Among athletes known to me, only Joe Louis equaled the West Indian wicketkeeper, CL Walcott, in his ability to give an impression of soporific tranquility, instantaneously shattered by a spasm of action so fast as to be almost invisible and so conclusive as to be pretty well lethal to the enemy. Out of slumber, Louis floated to whip home his right hook, and out of slumber, Walcott sprang to stump the errant batsman or to slash the square cut to the fence.
With the deed done, both great athletes relapsed into apparent somnolence once again. Great cats couldn’t have uncoiled into action faster or more swiftly coiled back into repose. Walcott, six feet, two inches tall, was as fine a wicketkeeper as we saw in England during the season of 1950. The leading English batsmen admitted that it was impossible to detect whether Sony Ramadhin was bowling the googly or the leg break, but Walcott seemed to know.
CL Walcott kept both to himself and to Alf Valentine beautifully, perhaps never better than in the Second Test when he got rid of the first three English batsmen off these bowlers.

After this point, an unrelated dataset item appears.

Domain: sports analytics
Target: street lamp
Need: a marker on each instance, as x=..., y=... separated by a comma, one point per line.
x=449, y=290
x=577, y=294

Walcott hit seven centuries during the season, and hit is the operative word. He punched the ball on both sides of the wicket harder than Weekes—even harder, if less elegantly, than Worrell.
CL Walcott 168, not out in the Lord’s Test, contained 24 boundaries, mostly from drives. Among his major achievements at home are scores of 314 not out for Barbados against Trinidad in the 1945–46 season and 195–211 not out against British Guiana in a match made memorable by the fact that he also figured as the most successful bowler for his side.